Zwar lebt seit 2018 eine Gruppe von etwa 20 Tapiren auch wieder im Bioreservat von Guapiaçu (Regua) in Cachoeiras de Macacu nördlich der Millionenmetropole am Zuckerhut. Doch diese Tiere sind Ergebnis des Wiederansiedlungsprojekts Refauna und keine Rückkehrer. Die Anwesenheit von Tapirus terrestris im Cunhambebe-Naturreservat sei eine sehr wichtige Neuigkeit für die Wissenschaft, betont Refauna-Koordinator Maron Galliez. Sie zeige das Potenzial für Ausbreitung und Anpassung dieser großen Säugetiere selbst in fragmentierten Atlantischen Regenwaldgebieten wie in Cunhambebe.

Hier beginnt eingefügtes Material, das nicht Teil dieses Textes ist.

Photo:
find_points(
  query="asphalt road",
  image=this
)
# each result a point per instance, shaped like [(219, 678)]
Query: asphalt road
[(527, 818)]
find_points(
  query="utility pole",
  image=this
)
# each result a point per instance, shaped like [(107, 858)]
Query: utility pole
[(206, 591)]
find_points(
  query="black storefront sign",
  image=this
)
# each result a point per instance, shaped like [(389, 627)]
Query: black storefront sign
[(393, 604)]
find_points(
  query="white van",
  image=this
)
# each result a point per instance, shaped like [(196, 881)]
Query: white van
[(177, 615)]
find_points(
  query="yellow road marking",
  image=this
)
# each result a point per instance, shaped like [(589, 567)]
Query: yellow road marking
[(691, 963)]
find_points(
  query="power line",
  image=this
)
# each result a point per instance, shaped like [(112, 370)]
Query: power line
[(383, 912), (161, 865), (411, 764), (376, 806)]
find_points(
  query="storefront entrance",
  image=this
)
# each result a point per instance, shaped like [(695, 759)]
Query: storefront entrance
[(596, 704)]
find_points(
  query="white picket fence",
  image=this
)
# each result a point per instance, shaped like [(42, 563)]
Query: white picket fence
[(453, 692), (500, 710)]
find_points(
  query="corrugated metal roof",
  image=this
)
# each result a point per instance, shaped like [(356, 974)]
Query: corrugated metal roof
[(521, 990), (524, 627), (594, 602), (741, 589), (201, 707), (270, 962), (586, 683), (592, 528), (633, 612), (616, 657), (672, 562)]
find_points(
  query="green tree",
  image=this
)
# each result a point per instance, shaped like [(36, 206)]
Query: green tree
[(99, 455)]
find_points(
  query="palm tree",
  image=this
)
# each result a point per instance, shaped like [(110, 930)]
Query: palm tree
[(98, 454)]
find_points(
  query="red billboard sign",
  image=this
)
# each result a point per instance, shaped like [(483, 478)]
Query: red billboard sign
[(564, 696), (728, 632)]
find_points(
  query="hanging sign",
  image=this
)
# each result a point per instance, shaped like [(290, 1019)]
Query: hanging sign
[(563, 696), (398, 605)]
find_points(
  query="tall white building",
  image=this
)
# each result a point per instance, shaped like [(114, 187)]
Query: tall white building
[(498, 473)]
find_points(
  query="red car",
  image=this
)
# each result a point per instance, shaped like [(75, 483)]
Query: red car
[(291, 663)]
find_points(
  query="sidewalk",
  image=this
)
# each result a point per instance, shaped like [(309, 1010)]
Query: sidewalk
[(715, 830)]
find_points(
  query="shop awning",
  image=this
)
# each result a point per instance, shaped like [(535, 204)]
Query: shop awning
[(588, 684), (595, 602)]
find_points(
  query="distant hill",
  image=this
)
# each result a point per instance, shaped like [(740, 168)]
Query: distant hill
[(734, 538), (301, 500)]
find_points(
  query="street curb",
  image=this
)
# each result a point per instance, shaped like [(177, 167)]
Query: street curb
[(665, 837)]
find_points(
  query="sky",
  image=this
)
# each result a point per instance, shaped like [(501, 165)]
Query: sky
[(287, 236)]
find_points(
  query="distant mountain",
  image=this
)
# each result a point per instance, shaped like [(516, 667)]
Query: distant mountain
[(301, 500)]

Tapire gelten als »Gärtner« des Regenwaldes. Ihr Fehlen führt zu ökologischen Ungleichgewichten und zu einer Umstrukturierung des Waldes, sie spielen eine wesentliche Rolle bei der Verbreitung von großen Baumarten. Da sie sich von den Früchten bestimmter Arten ernähren, verbreiten sie insbesondere die größeren Samen mit ihrem Kot und fördern damit die natürliche Regeneration des Waldes. Außerdem tragen sie zusammen mit den Nabelschweinen deutlich zur Düngung des Bodens bei.

Eine 2021 veröffentlichte Studie der Landesuniversität von São Paulo zeigte, dass in Gebieten ohne diese Fruchtfresser der Gehalt der Stickstoffverbindung Ammonium im Boden um bis zu 95 Prozent niedriger war. Die Ergebnisse belegten erstmals die Bedeutung der Tapire für den Stickstoffkreislauf und sind, so die Forscher, eine weitere Warnung vor Ökosystemverlusten, die das Verschwinden großer Säugetiere aus den tropischen Wäldern mit sich bringe.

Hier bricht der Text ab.